The generality of this approach can be extended to nanoparticles composed of other materials due to the range of conjugation terminal functional groups that can be introduced to either end of PEG chains. These polymers can either be synthesized in the lab using established techniques or purchased from commercial sources.
The DLS and zeta-potential measurements provided a simple method for following the nanoparticle functionalization reactions. Although the measurements are simple to perform, both measurements have inherent uncertainty in the results, since they rely on fitting data. Silica colloids have a broad size distribution, especially below 100 nm, but since DLS measures an averaged hydrodynamic diameter, the measurement should reflect a shift in the size distribution. Nonetheless, the results should be taken with caution as such a small change in diameter cannot be resolved with absolute certainty.

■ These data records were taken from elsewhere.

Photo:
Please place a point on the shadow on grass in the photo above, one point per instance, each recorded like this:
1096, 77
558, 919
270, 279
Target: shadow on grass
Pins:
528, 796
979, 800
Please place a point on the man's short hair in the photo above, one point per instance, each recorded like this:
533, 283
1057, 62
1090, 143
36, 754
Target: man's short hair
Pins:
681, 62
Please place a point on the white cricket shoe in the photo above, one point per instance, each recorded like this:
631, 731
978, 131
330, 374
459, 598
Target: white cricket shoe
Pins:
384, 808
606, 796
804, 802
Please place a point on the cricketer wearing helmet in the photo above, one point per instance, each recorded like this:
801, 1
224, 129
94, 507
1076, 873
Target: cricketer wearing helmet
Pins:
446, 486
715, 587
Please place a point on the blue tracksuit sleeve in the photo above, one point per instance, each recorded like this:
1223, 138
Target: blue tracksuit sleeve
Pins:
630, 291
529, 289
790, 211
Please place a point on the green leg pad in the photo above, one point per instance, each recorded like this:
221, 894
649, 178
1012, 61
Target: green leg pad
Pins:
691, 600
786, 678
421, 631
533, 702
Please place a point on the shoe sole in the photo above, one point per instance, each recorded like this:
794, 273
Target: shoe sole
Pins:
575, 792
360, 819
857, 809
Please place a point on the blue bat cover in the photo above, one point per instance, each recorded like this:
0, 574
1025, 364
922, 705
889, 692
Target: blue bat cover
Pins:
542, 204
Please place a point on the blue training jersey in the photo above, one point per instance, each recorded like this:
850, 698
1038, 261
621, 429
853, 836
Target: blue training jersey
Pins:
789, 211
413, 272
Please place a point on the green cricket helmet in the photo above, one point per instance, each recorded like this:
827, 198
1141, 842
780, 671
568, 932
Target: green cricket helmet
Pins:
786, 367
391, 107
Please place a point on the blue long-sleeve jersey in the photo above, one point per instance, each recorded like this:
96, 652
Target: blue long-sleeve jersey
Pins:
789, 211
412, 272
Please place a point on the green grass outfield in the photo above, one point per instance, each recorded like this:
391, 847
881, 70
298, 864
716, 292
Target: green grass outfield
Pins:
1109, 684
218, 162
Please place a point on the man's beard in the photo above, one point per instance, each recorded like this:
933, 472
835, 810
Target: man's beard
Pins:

We attribute the small decrease in the zeta potential of the nanoparticles after the PEG reaction step to an increase in the diameter of the nanoparticles after the coating, where the slip-plane of the solvation sphere is pushed further away from the surface of the nanoparticle.42 Neutralizing the amine groups on the surface would otherwise make the zeta-potential more negative at a pH of 7.4. We hypothesize that the small change in zeta potential is due to the relatively low density of the PEG coating and short length of the PEG chains. In previous work, we have observed that the zeta-potential of PEG coated colloids approaches zero with dense coatings of 5 kDa MW PEG chains,36 the chain lengths being five times longer than we use here. It also has been shown that the zeta-potential of silica colloids with physically absorbed PEG chains decreases with both increased molecular weight and the number of absorbed chains.43 The zeta-potential after DNA conjugation becomes more negative, which we attribute to the increase in surface charge due to the strongly charged backbone of the DNA oligomers.
In our PEG-NP system, we hypothesize that the free ends of the PEG chains bridge to the uncoated portions of adjacent silica colloids at low temperatures. When the sample is heated, the colloids become dispersed forming a colloidal gas phase simply because the increased thermal motion of the colloids is high enough to overcome the weakly attractive van der Waals interactions between the PEG chains and the bare colloid surfaces. This attraction will be only of the order of few kBT (here kB is the Boltzmann constant).47
In water, PEG chains have both a lower and upper critical solution temperature (LCST, UCST). Shay et al. showed that the critical temperature for PEG-NP aggregation can be almost 100 °C lower than the LCST of free PEG chains in solution, which is about 170 °C.27 A more recent numerical study suggests that the phase transition in colloidal suspensions with low-PEG grafting densities are most likely due to polymer bridging.48 The lower critical temperature of PEG-NPs can be further lowered by increasing the salt concentration in solution.28 In this context, note that our PEG-NP samples in 10 mM PB buffer and no added NaCl salt remained in the gas phase throughout the explored temperature range. In other relevant colloid–polymers systems the polymer chains were not grafted to the colloids.45,46 At low temperatures, these colloidal systems were prevented from reaching our observed transition. In cases where the polymers were strongly absorbed to the colloid surface, no colloidal gelation was observed due to sufficient steric stabilization.41 Alternatively, in systems where the polymers were not strongly absorbed to the colloids, the colloids did aggregate at low temperatures, but the transition was instead driven by depletion interactions,45 which we do not have in our system due to the absence of free polymers.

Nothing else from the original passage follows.